JF Ptak Science Books Quick Post
I'm reprinting this rare broadside in the interest of the medical history of WWI. It seems not to be anywhere (I can only find one copy in WorldCat, at the Countway Library at Harvard University) and I'm not finding any references to it, offhand. It is interesting and appealing, a no-nonsense approach to provoking necessary attention to creating and securing artificial limbs for wounded Canadian solders.
Canada of course joined the war effort against Germany on the same day as Great Britain, about two and a half years before the U.S. declared war. In all more than 61,000 Canadian soldiers were killed during the war, as well as 172,000 wounded--the U.S. in contrast lost 126,000 killed and 204,000 wounded. Similar numbers, in a way, except that the U.S. had more than ten times the population, 92 million versus 7.2 mullion in Canada. The 172k wounded coming home in Canada would've been like 2.3 million returning to the U.S. (a number larger than the 2.09 million returning wounded in all of the British Empire). All that said: 230,000 killed and wounded in a population of 7/2 million is considerable.

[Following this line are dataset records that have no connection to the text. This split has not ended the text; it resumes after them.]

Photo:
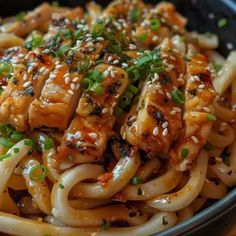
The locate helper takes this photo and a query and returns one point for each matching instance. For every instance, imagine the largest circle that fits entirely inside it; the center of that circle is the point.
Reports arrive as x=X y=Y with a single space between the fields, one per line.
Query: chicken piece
x=86 y=138
x=162 y=21
x=58 y=100
x=24 y=86
x=198 y=118
x=37 y=18
x=155 y=121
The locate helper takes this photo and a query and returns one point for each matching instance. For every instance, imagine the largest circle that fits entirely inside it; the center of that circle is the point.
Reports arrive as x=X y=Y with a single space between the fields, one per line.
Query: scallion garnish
x=5 y=156
x=155 y=25
x=136 y=180
x=184 y=152
x=222 y=22
x=177 y=97
x=6 y=142
x=63 y=50
x=5 y=69
x=142 y=37
x=211 y=117
x=36 y=176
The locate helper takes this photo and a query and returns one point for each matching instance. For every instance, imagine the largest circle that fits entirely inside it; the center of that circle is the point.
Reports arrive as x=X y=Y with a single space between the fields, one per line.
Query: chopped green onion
x=133 y=89
x=5 y=156
x=155 y=25
x=61 y=186
x=29 y=142
x=211 y=117
x=134 y=15
x=34 y=176
x=105 y=224
x=118 y=111
x=5 y=69
x=20 y=16
x=6 y=142
x=98 y=29
x=16 y=150
x=184 y=152
x=55 y=4
x=48 y=143
x=142 y=37
x=62 y=50
x=136 y=180
x=70 y=158
x=222 y=22
x=207 y=147
x=177 y=97
x=17 y=136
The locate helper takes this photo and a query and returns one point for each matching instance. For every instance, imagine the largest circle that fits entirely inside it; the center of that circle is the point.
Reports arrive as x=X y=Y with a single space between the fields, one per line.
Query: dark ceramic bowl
x=203 y=16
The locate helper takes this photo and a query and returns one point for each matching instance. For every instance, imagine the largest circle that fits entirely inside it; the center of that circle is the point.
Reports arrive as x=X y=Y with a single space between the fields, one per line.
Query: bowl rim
x=204 y=217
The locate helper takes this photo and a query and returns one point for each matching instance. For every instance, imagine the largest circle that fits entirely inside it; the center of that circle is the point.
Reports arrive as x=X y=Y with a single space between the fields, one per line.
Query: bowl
x=203 y=16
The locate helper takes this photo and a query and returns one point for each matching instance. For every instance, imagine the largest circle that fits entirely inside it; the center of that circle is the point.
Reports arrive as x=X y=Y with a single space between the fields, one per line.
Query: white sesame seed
x=100 y=38
x=72 y=86
x=25 y=77
x=124 y=65
x=155 y=131
x=67 y=80
x=132 y=46
x=115 y=61
x=195 y=139
x=104 y=110
x=75 y=79
x=93 y=135
x=206 y=109
x=165 y=125
x=113 y=74
x=165 y=132
x=109 y=59
x=26 y=84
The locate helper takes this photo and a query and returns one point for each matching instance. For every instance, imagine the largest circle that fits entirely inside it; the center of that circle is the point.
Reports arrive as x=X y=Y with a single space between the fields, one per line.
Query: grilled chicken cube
x=25 y=85
x=58 y=99
x=154 y=123
x=86 y=138
x=199 y=95
x=162 y=21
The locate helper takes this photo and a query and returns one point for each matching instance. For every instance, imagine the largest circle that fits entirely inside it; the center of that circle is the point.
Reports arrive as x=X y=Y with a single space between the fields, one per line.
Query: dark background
x=197 y=11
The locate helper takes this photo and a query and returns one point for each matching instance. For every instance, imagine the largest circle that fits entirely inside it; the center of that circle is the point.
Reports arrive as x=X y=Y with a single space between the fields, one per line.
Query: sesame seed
x=132 y=46
x=75 y=79
x=165 y=132
x=116 y=61
x=25 y=77
x=26 y=84
x=113 y=74
x=155 y=131
x=72 y=86
x=109 y=59
x=100 y=38
x=195 y=139
x=165 y=125
x=93 y=135
x=67 y=80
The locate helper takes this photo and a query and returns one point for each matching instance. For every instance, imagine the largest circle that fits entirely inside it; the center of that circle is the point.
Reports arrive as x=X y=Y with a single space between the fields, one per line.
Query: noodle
x=113 y=121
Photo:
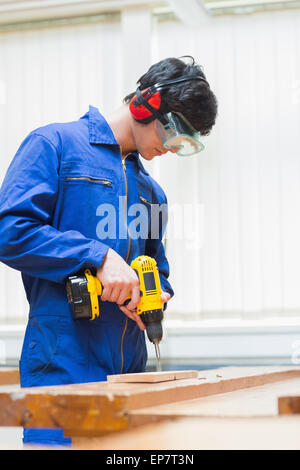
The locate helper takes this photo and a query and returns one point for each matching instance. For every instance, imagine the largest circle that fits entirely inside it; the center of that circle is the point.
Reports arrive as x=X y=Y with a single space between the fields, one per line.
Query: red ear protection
x=145 y=105
x=139 y=110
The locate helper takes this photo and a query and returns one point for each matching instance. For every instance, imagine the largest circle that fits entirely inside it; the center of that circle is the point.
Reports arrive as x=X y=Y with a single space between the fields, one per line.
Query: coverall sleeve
x=155 y=249
x=28 y=196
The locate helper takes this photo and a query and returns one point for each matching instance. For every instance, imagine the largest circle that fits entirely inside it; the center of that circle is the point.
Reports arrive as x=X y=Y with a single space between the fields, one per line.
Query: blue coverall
x=50 y=210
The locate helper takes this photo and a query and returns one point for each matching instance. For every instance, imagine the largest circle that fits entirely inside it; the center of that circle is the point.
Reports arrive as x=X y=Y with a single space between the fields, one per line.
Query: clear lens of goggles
x=179 y=133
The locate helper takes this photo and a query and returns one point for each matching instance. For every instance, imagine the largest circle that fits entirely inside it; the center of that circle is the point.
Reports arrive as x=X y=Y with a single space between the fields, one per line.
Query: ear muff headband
x=145 y=105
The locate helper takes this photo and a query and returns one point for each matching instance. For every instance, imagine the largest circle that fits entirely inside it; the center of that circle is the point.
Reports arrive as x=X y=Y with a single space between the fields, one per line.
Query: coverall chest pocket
x=42 y=343
x=84 y=190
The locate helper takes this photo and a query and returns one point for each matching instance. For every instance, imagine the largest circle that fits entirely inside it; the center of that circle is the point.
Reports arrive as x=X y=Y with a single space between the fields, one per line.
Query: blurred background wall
x=234 y=230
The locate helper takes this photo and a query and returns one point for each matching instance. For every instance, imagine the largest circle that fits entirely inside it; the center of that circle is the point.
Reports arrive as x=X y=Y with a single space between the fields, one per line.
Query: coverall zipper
x=92 y=180
x=127 y=256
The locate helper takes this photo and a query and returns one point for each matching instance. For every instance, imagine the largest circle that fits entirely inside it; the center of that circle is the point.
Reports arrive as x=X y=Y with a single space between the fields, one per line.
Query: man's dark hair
x=194 y=99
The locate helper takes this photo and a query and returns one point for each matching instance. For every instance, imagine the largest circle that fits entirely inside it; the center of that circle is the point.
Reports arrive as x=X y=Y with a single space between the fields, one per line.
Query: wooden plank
x=153 y=377
x=92 y=408
x=210 y=433
x=251 y=402
x=9 y=376
x=289 y=404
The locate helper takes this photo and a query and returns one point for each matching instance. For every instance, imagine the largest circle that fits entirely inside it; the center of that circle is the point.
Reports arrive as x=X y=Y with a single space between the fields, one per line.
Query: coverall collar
x=101 y=133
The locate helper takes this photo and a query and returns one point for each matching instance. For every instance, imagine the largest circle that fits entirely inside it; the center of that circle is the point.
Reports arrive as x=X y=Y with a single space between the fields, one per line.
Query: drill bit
x=158 y=364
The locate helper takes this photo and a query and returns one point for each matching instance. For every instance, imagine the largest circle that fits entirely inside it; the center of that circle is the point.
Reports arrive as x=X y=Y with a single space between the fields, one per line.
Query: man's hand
x=119 y=280
x=165 y=296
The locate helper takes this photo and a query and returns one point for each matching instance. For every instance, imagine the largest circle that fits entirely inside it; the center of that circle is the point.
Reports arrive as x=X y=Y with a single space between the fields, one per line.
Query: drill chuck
x=152 y=320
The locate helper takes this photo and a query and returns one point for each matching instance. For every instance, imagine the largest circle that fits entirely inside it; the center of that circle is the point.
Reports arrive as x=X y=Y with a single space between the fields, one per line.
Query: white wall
x=247 y=180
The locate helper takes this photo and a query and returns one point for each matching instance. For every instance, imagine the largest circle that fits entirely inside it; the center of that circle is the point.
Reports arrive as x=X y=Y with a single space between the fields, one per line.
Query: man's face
x=147 y=141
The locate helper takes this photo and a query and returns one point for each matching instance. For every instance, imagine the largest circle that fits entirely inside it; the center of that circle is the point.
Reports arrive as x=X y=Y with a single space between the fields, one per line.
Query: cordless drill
x=84 y=289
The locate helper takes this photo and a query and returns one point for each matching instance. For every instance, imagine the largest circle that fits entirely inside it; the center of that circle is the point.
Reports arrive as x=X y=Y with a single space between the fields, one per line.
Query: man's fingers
x=165 y=296
x=133 y=316
x=106 y=293
x=135 y=298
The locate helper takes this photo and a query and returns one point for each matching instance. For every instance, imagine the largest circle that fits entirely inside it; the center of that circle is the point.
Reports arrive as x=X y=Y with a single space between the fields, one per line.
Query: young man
x=52 y=205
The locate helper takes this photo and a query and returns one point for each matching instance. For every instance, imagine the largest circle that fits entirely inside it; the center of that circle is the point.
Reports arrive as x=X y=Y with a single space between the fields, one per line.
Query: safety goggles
x=178 y=133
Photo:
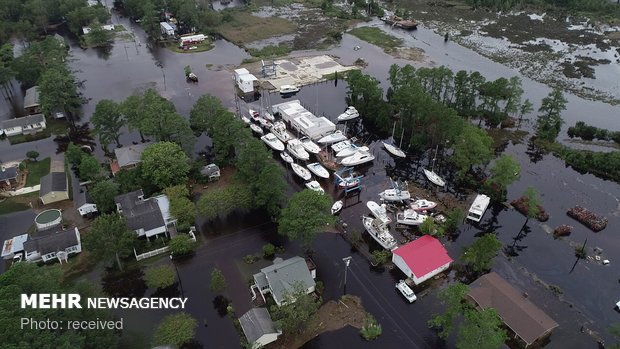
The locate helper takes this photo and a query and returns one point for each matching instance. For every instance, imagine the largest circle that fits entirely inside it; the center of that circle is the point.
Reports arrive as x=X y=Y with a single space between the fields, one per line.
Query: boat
x=423 y=205
x=333 y=137
x=309 y=145
x=318 y=170
x=434 y=178
x=379 y=211
x=297 y=150
x=410 y=217
x=286 y=157
x=315 y=186
x=380 y=232
x=349 y=114
x=273 y=142
x=337 y=206
x=280 y=131
x=301 y=172
x=360 y=157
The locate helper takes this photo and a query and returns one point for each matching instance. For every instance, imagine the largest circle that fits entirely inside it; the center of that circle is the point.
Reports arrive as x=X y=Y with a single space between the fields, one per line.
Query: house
x=421 y=259
x=54 y=188
x=30 y=124
x=526 y=321
x=53 y=244
x=279 y=279
x=31 y=100
x=258 y=327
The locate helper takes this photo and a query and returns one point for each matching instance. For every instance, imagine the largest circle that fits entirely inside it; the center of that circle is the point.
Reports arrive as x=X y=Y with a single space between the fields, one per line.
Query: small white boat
x=318 y=170
x=315 y=186
x=333 y=137
x=410 y=217
x=273 y=142
x=360 y=157
x=434 y=178
x=297 y=150
x=349 y=114
x=337 y=206
x=309 y=145
x=286 y=157
x=301 y=172
x=394 y=150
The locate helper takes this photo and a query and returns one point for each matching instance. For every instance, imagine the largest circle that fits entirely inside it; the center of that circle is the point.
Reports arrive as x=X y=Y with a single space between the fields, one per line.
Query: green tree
x=175 y=329
x=165 y=164
x=306 y=215
x=479 y=255
x=109 y=238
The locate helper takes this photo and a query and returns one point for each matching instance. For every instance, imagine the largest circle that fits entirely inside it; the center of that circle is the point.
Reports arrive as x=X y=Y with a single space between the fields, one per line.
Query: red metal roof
x=423 y=255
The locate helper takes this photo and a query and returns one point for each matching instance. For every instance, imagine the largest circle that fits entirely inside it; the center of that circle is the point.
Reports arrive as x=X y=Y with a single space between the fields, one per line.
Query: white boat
x=315 y=186
x=273 y=142
x=380 y=232
x=301 y=172
x=297 y=150
x=318 y=170
x=286 y=157
x=309 y=145
x=379 y=211
x=360 y=157
x=333 y=137
x=394 y=150
x=349 y=114
x=410 y=217
x=337 y=206
x=434 y=178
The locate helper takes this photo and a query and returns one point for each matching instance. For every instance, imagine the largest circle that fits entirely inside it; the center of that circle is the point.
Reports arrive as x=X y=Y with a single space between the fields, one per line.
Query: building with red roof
x=422 y=258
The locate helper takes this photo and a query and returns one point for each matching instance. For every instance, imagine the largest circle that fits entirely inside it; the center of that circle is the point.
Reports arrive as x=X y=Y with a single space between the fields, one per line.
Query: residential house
x=258 y=327
x=528 y=323
x=280 y=278
x=421 y=259
x=30 y=124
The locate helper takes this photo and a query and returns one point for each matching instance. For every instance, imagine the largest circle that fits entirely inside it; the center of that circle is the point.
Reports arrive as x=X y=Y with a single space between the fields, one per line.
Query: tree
x=109 y=238
x=550 y=121
x=175 y=329
x=159 y=277
x=218 y=282
x=165 y=164
x=306 y=215
x=479 y=255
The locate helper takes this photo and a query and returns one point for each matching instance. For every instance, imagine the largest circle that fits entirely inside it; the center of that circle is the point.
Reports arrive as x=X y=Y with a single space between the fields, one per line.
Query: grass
x=377 y=37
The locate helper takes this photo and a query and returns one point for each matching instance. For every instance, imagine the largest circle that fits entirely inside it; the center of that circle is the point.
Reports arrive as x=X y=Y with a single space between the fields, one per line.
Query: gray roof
x=23 y=121
x=130 y=155
x=53 y=181
x=256 y=323
x=140 y=213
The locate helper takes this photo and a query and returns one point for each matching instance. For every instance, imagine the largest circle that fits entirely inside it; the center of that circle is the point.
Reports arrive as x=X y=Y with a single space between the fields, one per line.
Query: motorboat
x=349 y=114
x=273 y=142
x=394 y=150
x=360 y=157
x=315 y=186
x=318 y=170
x=286 y=157
x=380 y=232
x=410 y=217
x=297 y=150
x=379 y=211
x=423 y=205
x=333 y=137
x=301 y=172
x=434 y=178
x=309 y=145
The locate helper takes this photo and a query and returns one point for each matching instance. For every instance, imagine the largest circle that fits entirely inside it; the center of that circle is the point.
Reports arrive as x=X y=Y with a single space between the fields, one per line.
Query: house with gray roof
x=281 y=278
x=258 y=327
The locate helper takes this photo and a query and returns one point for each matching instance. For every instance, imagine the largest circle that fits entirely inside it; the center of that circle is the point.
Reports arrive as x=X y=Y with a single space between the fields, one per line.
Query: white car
x=406 y=291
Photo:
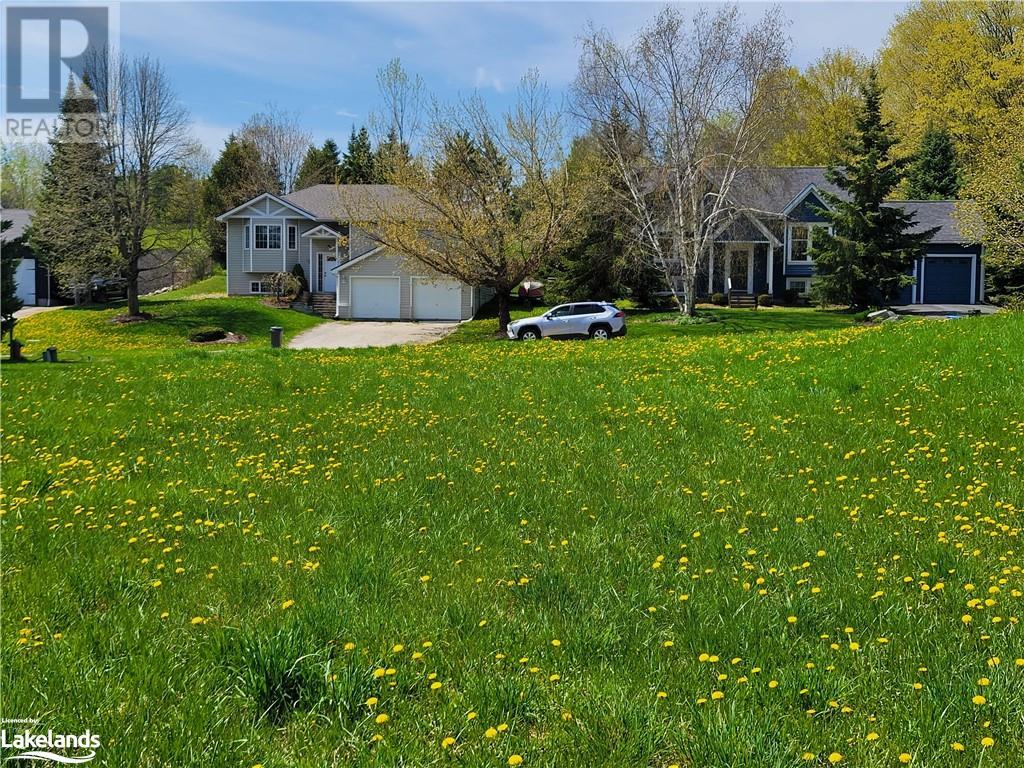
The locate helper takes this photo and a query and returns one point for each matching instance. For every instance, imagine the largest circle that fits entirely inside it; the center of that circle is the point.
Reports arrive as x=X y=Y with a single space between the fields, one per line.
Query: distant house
x=766 y=247
x=35 y=285
x=350 y=275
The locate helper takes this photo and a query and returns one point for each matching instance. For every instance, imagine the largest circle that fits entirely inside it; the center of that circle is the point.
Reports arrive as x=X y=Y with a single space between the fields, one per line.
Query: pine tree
x=71 y=229
x=320 y=166
x=934 y=174
x=357 y=164
x=865 y=259
x=238 y=175
x=11 y=252
x=392 y=153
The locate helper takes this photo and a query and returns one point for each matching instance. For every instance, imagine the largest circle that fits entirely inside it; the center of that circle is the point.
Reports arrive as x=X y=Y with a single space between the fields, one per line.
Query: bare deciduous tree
x=487 y=201
x=143 y=127
x=280 y=140
x=681 y=111
x=402 y=95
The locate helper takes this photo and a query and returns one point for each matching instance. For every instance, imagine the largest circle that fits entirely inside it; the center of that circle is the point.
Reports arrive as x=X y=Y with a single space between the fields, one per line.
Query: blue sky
x=318 y=59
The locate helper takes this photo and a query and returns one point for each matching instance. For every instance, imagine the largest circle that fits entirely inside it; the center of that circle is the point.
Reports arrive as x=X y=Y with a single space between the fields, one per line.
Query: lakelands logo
x=41 y=745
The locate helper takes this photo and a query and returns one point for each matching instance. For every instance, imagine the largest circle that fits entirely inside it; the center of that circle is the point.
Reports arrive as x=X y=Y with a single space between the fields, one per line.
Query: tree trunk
x=133 y=305
x=504 y=315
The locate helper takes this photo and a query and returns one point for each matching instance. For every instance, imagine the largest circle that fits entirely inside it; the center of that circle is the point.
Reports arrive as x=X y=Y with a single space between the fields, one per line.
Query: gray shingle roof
x=771 y=189
x=348 y=202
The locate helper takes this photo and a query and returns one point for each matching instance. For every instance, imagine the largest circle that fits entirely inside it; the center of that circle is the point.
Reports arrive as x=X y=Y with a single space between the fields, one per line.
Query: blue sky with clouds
x=318 y=59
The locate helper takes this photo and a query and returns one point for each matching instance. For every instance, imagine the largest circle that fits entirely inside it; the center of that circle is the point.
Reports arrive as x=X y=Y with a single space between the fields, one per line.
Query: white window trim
x=811 y=226
x=808 y=280
x=266 y=247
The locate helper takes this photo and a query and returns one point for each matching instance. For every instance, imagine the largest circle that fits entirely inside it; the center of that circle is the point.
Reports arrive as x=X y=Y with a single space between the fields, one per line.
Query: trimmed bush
x=207 y=333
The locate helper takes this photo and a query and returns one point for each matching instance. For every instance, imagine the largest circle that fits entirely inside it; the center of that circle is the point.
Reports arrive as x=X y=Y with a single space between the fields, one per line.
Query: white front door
x=376 y=298
x=327 y=280
x=739 y=268
x=436 y=299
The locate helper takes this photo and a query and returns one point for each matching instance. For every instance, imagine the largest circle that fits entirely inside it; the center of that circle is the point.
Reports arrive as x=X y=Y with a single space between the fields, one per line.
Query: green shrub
x=207 y=333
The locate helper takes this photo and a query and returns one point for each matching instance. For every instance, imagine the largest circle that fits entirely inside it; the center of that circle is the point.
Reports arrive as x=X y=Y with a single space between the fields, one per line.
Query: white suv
x=595 y=320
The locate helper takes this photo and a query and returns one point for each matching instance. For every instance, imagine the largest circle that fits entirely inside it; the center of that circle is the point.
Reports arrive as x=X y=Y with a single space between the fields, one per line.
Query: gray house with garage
x=766 y=247
x=349 y=274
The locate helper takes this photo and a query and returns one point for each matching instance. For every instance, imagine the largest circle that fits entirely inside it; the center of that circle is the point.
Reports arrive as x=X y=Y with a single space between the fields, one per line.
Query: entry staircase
x=741 y=300
x=315 y=303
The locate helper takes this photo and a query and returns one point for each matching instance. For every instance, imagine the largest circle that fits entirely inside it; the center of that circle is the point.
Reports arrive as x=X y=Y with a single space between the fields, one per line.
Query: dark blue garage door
x=947 y=280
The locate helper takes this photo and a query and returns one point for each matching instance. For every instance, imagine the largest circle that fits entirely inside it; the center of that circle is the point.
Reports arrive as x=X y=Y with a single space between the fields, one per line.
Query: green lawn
x=665 y=324
x=685 y=547
x=77 y=332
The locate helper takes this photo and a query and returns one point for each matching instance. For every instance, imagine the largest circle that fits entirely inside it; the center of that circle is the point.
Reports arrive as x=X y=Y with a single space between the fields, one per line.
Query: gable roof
x=349 y=202
x=266 y=196
x=778 y=190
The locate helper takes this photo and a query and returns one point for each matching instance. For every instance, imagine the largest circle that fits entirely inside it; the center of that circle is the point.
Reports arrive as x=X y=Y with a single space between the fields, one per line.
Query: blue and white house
x=766 y=249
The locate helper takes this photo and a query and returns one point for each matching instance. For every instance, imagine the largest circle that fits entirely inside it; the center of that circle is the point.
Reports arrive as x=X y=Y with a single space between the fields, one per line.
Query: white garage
x=376 y=298
x=436 y=299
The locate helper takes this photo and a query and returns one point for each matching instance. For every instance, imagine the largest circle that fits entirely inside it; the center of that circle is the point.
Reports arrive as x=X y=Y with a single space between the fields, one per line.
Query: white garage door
x=376 y=298
x=439 y=299
x=25 y=279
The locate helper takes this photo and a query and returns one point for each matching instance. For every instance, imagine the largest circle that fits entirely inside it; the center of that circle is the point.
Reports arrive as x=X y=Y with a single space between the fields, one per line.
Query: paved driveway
x=944 y=309
x=30 y=310
x=339 y=335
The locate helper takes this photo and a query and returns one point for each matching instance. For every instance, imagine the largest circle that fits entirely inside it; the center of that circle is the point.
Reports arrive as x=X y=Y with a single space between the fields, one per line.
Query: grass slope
x=744 y=549
x=80 y=331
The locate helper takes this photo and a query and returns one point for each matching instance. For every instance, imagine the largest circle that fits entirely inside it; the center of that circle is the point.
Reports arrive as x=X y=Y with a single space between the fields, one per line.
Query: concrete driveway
x=340 y=335
x=30 y=310
x=942 y=310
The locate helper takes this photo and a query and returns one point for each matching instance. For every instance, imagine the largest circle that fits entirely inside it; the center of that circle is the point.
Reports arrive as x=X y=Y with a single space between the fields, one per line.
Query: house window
x=801 y=240
x=801 y=285
x=267 y=236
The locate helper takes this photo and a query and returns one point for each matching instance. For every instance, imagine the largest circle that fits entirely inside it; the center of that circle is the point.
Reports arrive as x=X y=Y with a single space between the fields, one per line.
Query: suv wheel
x=529 y=334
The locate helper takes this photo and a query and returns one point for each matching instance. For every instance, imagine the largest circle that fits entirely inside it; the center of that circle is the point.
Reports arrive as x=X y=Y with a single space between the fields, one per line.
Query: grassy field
x=88 y=331
x=696 y=546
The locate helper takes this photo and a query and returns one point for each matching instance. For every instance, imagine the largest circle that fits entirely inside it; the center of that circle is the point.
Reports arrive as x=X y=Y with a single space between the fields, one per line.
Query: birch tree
x=143 y=128
x=682 y=110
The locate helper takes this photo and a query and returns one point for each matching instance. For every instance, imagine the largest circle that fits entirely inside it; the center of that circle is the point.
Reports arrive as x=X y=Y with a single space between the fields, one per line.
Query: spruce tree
x=238 y=175
x=934 y=174
x=11 y=252
x=320 y=166
x=866 y=258
x=71 y=229
x=392 y=153
x=357 y=164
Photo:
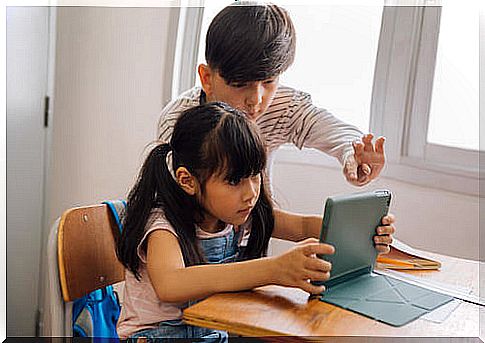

This broadside discusses the Military Hospital Commission and the Orthopedic Hospital, and how its address (Yonge Street) could be renamed "Crutched Soldiers", and that "was a title of honor, not reproach" and a "spur to bravery". There is a discussion of Canadian legs versus English legs, leg weights, and such. Of high interest for me, though was the discussion of "two kinds of motorist"--one who always stops and gives a ride to a wounded soldier in the vicinity of the hospital, and the other, who doesn't. The writer of the broadside clearly has no use for the later.